As the Howard County Zoning Board is poised to rule on the Rouse Co.'s petition to add a significant number of residences in downtown Columbia, County Council Democrats are sponsoring an amendment to the comprehensive rezoning bill that would alter the approval process for new development in Town Center.
The amendment would allow the Zoning Board - whose members are the five councilmen - to review changes to the comprehensive sketch plan in Town Center. The appointed members of the Planning Board now make such decisions.
County Councilman Ken Ulman, chairman of the Zoning Board, said Columbia's New Town zoning allows for "very little influence or authority" by the board. He said the council's Democrats - himself, Guy Guzzone and David A. Rakes - want the board to have an "elevated role" in determining how new projects will be developed in Columbia's downtown.
"I believe that this is a significant deal," said Ulman, a west Columbia Democrat. "It sounds like minutiae, but what it means is that the Zoning Board/County Council will have a say in how projects are implemented, which we do in almost every other zone."
A public hearing on the amendment and others included in the comprehensive rezoning bill is scheduled at 7:30 p.m. today at the George Howard Building in Ellicott City. The hearing comes one day before the Zoning Board's work session, when it could rule on the Rouse Co. petition to add more than 2,141 residential units to Columbia.
The majority of those units are dedicated for Town Center, and Rouse officials hope the new residents will turn the area into a vibrant urban hub. The proposed development has sparked protests by residents who fear that the extra people will bring more traffic and crime and strain the 36-year-old planned community's infrastructure.
If the comprehensive rezoning amendment is accepted, the Zoning Board would have the option of approving any proposed development in Town Center. In this instance, the council would assume a similar role as it does when it acts as the Liquor Board, which hears cases it deems appropriate.

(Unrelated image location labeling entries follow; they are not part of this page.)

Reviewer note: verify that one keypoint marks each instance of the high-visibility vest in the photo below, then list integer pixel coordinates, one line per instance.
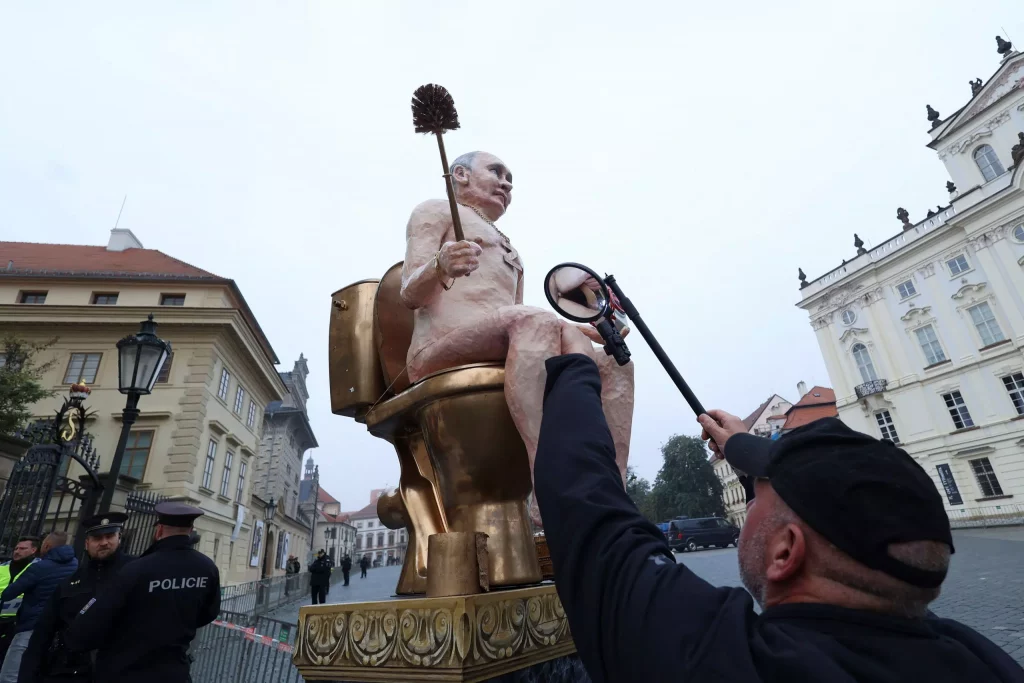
(9, 608)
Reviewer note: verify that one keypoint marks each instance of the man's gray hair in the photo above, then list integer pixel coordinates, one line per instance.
(466, 161)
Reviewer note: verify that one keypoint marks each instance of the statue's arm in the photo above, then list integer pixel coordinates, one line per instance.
(424, 236)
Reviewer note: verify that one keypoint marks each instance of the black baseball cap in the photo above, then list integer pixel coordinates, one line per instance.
(861, 494)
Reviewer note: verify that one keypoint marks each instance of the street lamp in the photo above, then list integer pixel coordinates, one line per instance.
(140, 356)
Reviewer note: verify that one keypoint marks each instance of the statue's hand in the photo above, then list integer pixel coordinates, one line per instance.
(459, 258)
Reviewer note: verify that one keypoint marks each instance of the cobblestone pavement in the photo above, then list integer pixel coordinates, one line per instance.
(984, 590)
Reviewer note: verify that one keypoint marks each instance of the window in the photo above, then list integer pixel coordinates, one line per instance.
(957, 410)
(864, 364)
(930, 344)
(988, 163)
(1015, 387)
(211, 458)
(241, 488)
(82, 368)
(165, 372)
(906, 290)
(136, 453)
(957, 264)
(986, 477)
(984, 321)
(886, 426)
(225, 379)
(225, 477)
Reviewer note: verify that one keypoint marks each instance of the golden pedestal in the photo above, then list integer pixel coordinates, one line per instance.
(464, 638)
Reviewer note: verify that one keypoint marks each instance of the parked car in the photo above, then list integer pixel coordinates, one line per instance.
(690, 534)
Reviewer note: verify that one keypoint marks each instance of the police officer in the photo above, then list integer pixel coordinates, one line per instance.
(143, 621)
(47, 659)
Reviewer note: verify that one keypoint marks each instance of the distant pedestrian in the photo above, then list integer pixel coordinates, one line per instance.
(36, 585)
(320, 578)
(26, 552)
(47, 659)
(364, 565)
(346, 567)
(142, 622)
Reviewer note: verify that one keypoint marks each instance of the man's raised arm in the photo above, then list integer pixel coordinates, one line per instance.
(432, 264)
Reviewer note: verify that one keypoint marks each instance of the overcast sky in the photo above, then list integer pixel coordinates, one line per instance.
(700, 152)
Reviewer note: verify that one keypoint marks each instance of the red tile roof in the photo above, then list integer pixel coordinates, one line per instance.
(809, 414)
(816, 396)
(816, 403)
(32, 258)
(325, 497)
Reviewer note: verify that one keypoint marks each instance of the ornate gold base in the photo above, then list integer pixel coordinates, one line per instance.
(465, 639)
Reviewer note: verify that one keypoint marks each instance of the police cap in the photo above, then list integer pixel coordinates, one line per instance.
(104, 522)
(177, 514)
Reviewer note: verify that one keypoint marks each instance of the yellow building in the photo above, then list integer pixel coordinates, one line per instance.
(197, 437)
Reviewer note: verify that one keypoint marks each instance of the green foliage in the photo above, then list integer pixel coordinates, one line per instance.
(685, 485)
(19, 375)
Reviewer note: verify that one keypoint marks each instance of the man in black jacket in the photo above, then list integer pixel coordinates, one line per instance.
(143, 620)
(346, 567)
(47, 659)
(845, 545)
(320, 578)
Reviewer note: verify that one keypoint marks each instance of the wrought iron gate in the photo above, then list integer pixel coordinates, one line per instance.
(137, 532)
(40, 497)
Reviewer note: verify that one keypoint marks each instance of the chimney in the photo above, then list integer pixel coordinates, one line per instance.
(122, 239)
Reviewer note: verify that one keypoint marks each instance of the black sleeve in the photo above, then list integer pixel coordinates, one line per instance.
(42, 636)
(634, 613)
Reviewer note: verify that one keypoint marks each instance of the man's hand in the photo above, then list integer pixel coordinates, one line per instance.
(459, 258)
(719, 426)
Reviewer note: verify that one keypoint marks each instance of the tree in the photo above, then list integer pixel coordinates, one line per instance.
(19, 375)
(686, 484)
(640, 492)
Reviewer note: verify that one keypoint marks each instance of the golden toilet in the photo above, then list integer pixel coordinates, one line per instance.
(464, 467)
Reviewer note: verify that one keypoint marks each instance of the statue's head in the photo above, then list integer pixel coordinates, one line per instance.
(483, 181)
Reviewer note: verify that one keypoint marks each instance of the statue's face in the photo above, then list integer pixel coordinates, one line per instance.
(487, 185)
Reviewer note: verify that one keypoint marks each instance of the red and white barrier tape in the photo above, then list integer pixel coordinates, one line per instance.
(250, 634)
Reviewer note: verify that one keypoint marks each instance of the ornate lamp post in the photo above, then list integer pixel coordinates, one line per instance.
(140, 356)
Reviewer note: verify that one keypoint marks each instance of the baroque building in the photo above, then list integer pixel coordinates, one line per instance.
(923, 335)
(196, 438)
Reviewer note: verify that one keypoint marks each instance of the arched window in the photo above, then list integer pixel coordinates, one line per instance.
(864, 364)
(988, 163)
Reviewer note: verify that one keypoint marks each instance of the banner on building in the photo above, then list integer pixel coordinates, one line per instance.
(949, 484)
(257, 543)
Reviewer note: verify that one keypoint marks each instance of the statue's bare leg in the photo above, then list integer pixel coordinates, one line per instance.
(525, 337)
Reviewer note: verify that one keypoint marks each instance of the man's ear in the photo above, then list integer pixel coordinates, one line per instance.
(460, 175)
(786, 553)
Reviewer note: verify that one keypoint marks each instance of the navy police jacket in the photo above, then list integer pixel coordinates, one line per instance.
(142, 622)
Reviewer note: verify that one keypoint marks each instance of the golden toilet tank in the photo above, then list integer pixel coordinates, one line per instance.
(464, 467)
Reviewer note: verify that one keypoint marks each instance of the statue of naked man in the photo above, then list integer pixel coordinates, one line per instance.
(468, 301)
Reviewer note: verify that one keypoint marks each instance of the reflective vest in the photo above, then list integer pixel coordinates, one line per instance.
(9, 608)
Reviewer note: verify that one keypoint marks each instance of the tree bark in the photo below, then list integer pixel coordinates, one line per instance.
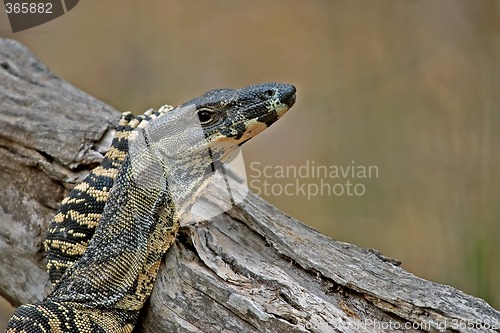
(252, 269)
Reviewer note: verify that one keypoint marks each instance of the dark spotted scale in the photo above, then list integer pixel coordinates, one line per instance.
(78, 216)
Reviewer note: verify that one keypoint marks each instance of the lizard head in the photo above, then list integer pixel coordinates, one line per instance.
(230, 117)
(184, 146)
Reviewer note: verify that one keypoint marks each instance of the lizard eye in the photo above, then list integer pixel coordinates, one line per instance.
(267, 94)
(205, 116)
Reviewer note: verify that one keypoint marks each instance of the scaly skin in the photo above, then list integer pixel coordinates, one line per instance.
(162, 168)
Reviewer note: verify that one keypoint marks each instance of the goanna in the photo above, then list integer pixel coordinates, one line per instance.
(107, 241)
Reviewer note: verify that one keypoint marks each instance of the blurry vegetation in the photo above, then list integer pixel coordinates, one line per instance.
(409, 86)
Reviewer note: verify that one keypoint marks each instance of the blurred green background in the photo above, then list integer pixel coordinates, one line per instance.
(408, 86)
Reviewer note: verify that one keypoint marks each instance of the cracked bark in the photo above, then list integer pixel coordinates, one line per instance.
(252, 269)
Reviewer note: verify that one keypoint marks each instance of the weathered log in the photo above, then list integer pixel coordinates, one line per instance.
(250, 269)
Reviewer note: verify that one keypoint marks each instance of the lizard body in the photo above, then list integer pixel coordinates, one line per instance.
(106, 243)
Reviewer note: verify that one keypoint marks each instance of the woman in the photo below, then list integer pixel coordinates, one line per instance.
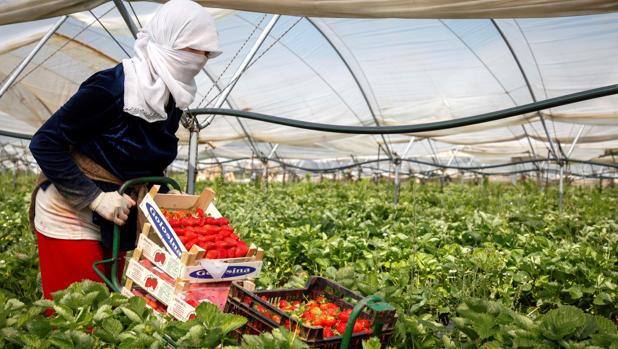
(120, 124)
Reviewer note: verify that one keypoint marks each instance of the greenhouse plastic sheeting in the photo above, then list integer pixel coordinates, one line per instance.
(12, 11)
(355, 72)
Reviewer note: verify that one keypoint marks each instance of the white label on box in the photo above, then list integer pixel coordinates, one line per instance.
(161, 226)
(180, 309)
(211, 270)
(150, 282)
(153, 252)
(212, 211)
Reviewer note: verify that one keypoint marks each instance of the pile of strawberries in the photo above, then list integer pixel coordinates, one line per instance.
(319, 313)
(212, 234)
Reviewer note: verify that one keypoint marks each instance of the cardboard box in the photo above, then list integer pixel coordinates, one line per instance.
(166, 250)
(161, 289)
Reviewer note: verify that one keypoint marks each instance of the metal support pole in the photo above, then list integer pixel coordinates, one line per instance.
(126, 17)
(561, 189)
(579, 133)
(397, 164)
(225, 93)
(20, 68)
(192, 164)
(243, 65)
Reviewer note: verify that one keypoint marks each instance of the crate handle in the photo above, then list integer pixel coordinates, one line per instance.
(373, 302)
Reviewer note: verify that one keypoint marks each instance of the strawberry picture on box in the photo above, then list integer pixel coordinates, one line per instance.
(160, 258)
(214, 235)
(151, 282)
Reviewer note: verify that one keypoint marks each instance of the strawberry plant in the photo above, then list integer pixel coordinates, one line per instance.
(429, 256)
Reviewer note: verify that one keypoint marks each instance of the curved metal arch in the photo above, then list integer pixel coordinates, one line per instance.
(229, 100)
(528, 85)
(355, 70)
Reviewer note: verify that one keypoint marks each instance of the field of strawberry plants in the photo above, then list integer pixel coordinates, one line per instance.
(489, 265)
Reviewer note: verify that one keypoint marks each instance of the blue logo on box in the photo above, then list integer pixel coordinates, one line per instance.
(231, 271)
(165, 231)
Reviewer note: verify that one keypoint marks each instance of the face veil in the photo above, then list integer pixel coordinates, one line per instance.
(160, 68)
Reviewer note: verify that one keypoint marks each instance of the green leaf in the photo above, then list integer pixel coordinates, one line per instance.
(137, 305)
(131, 314)
(81, 340)
(113, 326)
(372, 343)
(104, 335)
(33, 341)
(65, 312)
(39, 327)
(44, 303)
(605, 325)
(11, 334)
(61, 340)
(562, 322)
(103, 312)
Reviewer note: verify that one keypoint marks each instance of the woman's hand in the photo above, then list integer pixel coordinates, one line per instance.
(113, 206)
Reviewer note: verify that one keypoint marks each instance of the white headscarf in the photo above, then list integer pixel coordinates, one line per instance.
(160, 67)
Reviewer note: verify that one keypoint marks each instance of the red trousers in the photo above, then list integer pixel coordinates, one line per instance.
(64, 262)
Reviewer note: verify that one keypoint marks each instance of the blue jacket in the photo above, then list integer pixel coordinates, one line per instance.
(93, 123)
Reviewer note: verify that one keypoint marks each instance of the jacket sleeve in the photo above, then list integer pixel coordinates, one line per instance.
(79, 120)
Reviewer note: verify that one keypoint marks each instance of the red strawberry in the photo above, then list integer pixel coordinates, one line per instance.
(328, 332)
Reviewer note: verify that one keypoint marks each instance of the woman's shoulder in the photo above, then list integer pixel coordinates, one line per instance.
(109, 80)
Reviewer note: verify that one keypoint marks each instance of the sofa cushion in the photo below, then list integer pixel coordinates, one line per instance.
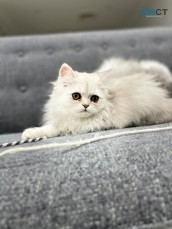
(29, 63)
(122, 182)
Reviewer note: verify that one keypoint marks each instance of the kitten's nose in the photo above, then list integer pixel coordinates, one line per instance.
(85, 105)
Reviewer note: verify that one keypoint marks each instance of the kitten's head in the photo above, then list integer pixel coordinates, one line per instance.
(82, 93)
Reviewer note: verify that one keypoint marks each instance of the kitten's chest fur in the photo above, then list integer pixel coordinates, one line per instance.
(69, 124)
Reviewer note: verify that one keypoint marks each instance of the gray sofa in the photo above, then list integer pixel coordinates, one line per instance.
(123, 182)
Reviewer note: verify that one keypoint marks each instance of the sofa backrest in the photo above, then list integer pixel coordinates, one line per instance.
(29, 63)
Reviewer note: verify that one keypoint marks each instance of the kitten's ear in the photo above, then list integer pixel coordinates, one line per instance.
(66, 74)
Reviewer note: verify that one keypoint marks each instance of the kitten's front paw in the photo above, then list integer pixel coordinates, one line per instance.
(35, 132)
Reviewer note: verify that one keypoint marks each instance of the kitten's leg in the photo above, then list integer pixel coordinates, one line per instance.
(39, 132)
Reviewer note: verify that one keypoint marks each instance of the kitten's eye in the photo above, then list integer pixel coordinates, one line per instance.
(94, 98)
(76, 96)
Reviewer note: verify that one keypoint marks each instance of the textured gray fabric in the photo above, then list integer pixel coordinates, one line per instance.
(121, 183)
(28, 64)
(124, 182)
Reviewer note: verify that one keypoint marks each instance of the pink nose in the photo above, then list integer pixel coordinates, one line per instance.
(85, 105)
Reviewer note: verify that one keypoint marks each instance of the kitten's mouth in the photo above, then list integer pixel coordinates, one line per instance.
(84, 111)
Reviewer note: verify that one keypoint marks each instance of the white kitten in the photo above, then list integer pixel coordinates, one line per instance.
(127, 94)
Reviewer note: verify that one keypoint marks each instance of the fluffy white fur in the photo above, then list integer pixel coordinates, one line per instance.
(130, 92)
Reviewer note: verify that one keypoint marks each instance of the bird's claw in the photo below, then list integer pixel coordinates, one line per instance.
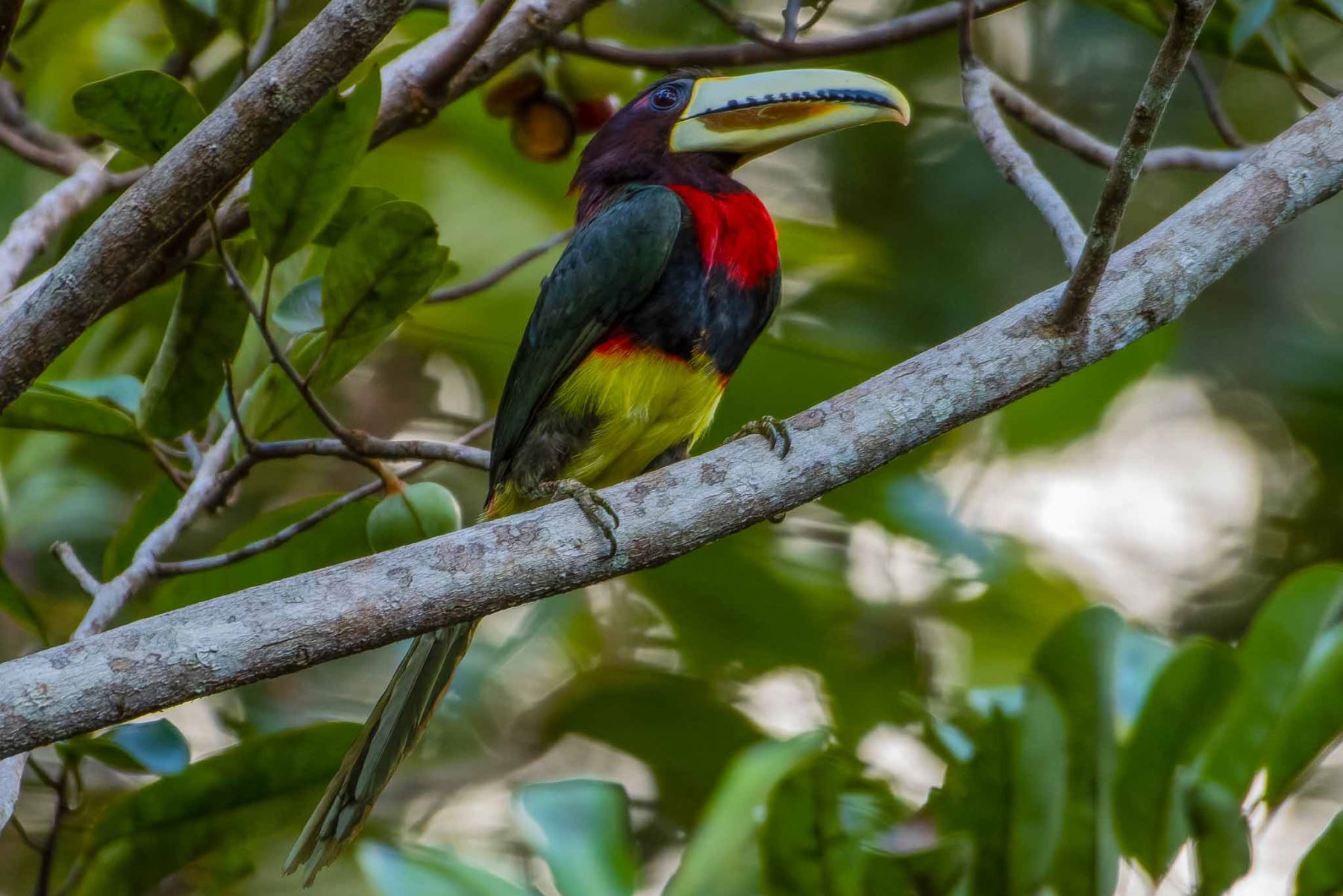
(590, 501)
(772, 429)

Ulman said when proposed development "rises to a level of critical importance as these decisions do in downtown," the elected officials should play a role in the implementation.
"We should have the option of hearing these [cases] and frankly holding [Rouse's] feet to the fire on having any new projects implemented in a way that really benefits the public," Ulman said.
Guzzone, chairman of the County Council, said his panel has an important opportunity with Town Center development. "We have an opportunity to enhance it, to make it even better than it is, and I think we have a responsibility to make sure that whatever we do there, we do it very well," said Guzzone, a North Laurel-Savage Democrat. "And that may mean the council playing a larger role in its development over the next 10 years or so."
Dennis Miller, Rouse vice president and general manager of Columbia, would not comment on the amendment because the board has not ruled on the company's petition.
Throughout eight hearings before the Zoning Board, many residents criticized Rouse for not submitting detailed plans about what it intends to build in the 60-acre, crescent-shaped property behind Symphony Woods in Town Center. They worry that the board will have no more authority on how Rouse develops the land if the petition is approved.
Mary Pivar, a Wilde Lake resident who has criticized Rouse's plan, said that the Zoning Board hearing Town Center development cases would be "constructive." "That's reasonable and fair in a community that was supposed to have been planned all along," Pivar said.
E. Alexander Adams, a Glenwood attorney who is among the primary opponents in the Rouse case, said changing which body would rule on downtown developments is "basically a red herring." He predicted that the Zoning Board would not wield any more power than the Planning Board.
But Guzzone said that such an interpretation is "a fairly narrow view of the authority of the council to act in these manners."
He added, "It's very clear that the council has the authority to create the rules, and it's very clear the council has the authority to interpret the rules they've created."